Molybdenum in plants and soils

Molybdenum is essential to plant growth as a component of the enzymes nitrate reductase and nitrogenase. Legumes need more molybdenum than other crops, such as grass or corn, because the symbiotic bacteria living in the root nodules of legumes require molybdenum for the fixation of atmospheric nitrogen. If insufficient molybdenum is available nodulation will be retarded and the amount of nitrogen fixed by the plant will be limited. If other factors are not limiting the amount of molybdenum will determine the amount of nitrogen fixed by the plant. Increasingly vigorous plant growth, higher protein contents and greater buildup of nitrogen in the plant and soil accompany nodulation and symbiotic microbial activity.

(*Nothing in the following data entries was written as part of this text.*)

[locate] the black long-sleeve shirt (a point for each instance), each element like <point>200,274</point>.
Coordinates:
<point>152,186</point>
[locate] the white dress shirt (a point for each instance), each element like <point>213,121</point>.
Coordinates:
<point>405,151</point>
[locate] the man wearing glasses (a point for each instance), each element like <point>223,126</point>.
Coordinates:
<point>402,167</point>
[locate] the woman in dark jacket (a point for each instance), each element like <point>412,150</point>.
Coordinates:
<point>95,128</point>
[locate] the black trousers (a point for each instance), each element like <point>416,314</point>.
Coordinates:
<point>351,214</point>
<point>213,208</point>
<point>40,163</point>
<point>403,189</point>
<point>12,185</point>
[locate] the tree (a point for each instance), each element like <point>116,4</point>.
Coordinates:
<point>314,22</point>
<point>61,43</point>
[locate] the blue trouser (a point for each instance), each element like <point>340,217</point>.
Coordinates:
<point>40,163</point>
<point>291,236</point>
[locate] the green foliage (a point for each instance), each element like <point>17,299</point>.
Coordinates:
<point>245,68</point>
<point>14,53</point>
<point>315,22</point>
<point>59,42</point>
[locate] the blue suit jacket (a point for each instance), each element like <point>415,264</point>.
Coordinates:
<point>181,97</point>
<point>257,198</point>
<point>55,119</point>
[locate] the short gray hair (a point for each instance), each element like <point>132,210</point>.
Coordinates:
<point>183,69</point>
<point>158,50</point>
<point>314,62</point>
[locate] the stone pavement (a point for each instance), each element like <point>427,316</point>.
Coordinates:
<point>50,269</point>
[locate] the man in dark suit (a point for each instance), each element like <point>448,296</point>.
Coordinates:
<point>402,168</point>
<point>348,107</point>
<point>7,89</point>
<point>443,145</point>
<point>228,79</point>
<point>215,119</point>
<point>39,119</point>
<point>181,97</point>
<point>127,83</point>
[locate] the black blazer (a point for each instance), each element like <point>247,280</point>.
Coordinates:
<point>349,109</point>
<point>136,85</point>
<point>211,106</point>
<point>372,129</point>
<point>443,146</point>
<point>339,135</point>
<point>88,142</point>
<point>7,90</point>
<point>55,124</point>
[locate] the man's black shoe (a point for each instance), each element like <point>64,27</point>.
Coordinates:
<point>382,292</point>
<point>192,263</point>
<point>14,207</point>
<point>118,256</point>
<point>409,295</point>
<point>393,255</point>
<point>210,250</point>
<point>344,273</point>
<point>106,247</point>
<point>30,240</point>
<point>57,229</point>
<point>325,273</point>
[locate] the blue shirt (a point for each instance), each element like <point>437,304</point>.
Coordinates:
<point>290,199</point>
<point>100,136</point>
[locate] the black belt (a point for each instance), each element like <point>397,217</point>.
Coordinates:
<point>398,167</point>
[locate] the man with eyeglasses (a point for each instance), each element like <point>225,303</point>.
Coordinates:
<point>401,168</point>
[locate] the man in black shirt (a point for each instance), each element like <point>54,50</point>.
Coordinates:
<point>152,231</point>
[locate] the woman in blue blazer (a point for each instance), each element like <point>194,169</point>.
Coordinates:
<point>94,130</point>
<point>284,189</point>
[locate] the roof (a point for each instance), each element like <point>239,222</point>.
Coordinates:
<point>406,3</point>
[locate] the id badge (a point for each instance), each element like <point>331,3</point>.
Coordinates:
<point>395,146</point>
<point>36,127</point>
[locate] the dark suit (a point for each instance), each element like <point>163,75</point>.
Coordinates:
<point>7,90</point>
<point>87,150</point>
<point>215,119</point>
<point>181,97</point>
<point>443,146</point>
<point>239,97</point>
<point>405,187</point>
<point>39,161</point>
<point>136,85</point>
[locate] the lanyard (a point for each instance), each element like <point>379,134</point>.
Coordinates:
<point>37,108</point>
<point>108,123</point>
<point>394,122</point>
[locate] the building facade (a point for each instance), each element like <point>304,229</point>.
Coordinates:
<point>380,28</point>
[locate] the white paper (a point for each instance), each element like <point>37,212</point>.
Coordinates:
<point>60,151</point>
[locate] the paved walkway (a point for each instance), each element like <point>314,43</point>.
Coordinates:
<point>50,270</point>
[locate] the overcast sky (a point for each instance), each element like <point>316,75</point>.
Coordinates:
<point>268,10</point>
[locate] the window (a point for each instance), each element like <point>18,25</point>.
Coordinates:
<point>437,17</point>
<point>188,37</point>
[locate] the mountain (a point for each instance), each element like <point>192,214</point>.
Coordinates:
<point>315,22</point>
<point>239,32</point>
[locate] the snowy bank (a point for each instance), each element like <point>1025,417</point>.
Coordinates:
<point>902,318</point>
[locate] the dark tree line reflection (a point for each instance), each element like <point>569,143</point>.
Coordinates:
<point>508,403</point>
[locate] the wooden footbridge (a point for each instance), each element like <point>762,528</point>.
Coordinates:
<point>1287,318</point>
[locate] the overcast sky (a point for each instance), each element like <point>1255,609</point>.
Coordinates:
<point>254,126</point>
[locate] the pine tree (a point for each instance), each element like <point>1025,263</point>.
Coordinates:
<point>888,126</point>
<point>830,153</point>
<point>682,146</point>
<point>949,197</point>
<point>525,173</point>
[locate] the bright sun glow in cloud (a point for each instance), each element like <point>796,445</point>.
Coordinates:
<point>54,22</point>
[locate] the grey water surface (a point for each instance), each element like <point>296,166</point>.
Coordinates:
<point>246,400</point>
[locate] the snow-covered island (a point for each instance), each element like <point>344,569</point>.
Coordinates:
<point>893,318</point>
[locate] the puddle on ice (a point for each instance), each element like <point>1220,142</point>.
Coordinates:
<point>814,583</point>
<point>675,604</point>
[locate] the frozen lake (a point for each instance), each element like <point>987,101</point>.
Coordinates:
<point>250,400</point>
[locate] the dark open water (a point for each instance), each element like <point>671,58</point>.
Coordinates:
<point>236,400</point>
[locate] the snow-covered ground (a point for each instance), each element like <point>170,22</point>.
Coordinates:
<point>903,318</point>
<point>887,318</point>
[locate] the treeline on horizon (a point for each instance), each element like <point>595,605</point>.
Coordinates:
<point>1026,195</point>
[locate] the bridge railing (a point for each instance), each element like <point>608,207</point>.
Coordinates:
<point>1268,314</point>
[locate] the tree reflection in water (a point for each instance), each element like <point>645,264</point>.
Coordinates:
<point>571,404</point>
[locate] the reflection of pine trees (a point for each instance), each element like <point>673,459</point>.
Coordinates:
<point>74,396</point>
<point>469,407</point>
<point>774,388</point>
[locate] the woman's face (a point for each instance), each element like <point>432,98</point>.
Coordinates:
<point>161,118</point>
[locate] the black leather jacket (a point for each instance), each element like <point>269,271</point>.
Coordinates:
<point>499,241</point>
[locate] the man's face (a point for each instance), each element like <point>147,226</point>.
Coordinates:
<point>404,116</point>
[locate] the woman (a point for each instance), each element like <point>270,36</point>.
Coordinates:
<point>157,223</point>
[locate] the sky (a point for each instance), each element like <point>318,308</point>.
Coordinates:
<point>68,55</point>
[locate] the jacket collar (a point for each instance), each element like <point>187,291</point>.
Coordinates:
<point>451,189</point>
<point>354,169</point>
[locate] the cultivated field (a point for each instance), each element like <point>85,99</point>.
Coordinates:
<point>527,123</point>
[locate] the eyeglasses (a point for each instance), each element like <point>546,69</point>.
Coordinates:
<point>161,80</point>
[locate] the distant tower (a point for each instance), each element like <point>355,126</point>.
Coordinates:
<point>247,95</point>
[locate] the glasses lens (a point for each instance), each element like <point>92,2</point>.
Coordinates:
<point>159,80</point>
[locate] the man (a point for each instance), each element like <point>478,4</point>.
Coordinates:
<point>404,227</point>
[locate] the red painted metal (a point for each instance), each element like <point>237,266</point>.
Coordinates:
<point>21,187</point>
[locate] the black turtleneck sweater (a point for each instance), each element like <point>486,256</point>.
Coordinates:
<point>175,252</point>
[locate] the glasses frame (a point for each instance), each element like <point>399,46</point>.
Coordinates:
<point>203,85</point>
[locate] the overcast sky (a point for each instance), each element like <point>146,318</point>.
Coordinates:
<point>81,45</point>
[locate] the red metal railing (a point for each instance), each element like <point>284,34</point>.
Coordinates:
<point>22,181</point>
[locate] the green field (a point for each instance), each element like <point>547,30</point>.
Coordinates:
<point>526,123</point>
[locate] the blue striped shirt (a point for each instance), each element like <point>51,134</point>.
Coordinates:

Albrigo, L. G., Szafranck, R. C.and Childers, N. F., The Role of Molybdenum in Plants and Soils, Climax Molybdenum Co., Supplemental volume, 1966.
Childers, N. F. and Borys, M. W., The Role of Molybdenum in Plants and Soils, Climax Molybdenum Co., 1962.
Ivanova, N. N., Agrochimica, 1972 (Publ. 1973), 17, 96.
Sequi, P., Agrochimica , 1972 (Publ. 1973), 17 , 119.

Nitrogen fixation

The mechanism of nitrogen fixation in enzymes and in model systems in vitro has been extensively investigated.

Burris, R. H. and Roberts, G. P., Ann. Rev. Nutrition, 1993, 13, 317.
Sellman, D., Agnew. Chem. Int. Ed., 1993, 105, 64.

The microorganisms which fix molecular nitrogen fall into two classes: (a) the symbiotic microorganisms which fix nitrogen in association with plants, e.g., Rhizobium; (b) asymbiotic microorganisms which are free-living and include Azotobacter vinelandii and Clostridium Pasteurianum . From cell-free extracts of C. Pasteurianum, two metalloproteins have been obtained. The hydrogen donating system, azoferredoxin, which contains iron and sulfide and the nitrogen activating system, molybdoferredoxin, which contains molybdenum, iron, and sulfide. The structure of the active centre has been shown by X-ray crystallography to be a Fe-Mo-S cluster.

Chen, J., Christiansen, J., Campbasso, N., Bolin, J. T., Tittsworth, B. C., Hales, B. J., Rehr, J. J. and Cramer, S. P., Angew. Chem. Int. Edn. ,1993, 32,1592.
Kim, J., Woo, D. and Rees, D. C., Biochemistry ,1993, 32,7104.
Rudolf, M. and Kroneck, P. M. H., The nitrogen cycle: Its biology, Biogeochemical Cycles of Elements, 2005, 43, 75-103.

Nitrate reduction

In plants and some animals the first stage in the reduction of nitrate is to nitrite. The reduction is catalysed by nitrate reductase, a flavoprotein enzyme which has molybdenum as the only metal requirement. Molybdenum acts as an electron acceptor from reduced FAD in the enzyme. The molybdenum cofactor is an oxomolybdenum sulfur species with a pterin ligand [Berks et al., 1995; Campbell, 1996; Collison et al., 1996].

Berks, B. C., Ferguson, S. J., Moir, J. W. B. and Richardson, D. J., Biochim. Biophys. Acta - Bioenergetics, 1995, 1232, 97.
Campbell, W. H., Plant Physiology, 1996, 111, 355.
Collison, D., Garner, C. D. and Joule, J. A., Chem. Soc. Rev., 1996, 25, 25.

Concentrations in normal herbage may range from 0.1 to 1.5 ppm on a dry matter basis, see Natural occurrence of molybdenum: molybdenum in plants. The molybdenum may be present as soluble ammonium molybdate, insoluble molybdenum trioxide, calcium molybdate and molybdenum disulfide. In areas of high industrial activity herbage values of up to 231 ppm have been found. The differential in the molybdenum concentration of soils due to pH could result in differing levels due to the consumption of herbage grown in soils of regional type.

Gardner, A. W. and Hall-Patch, P. K., J. Nutr. , 1962, 84 , 31.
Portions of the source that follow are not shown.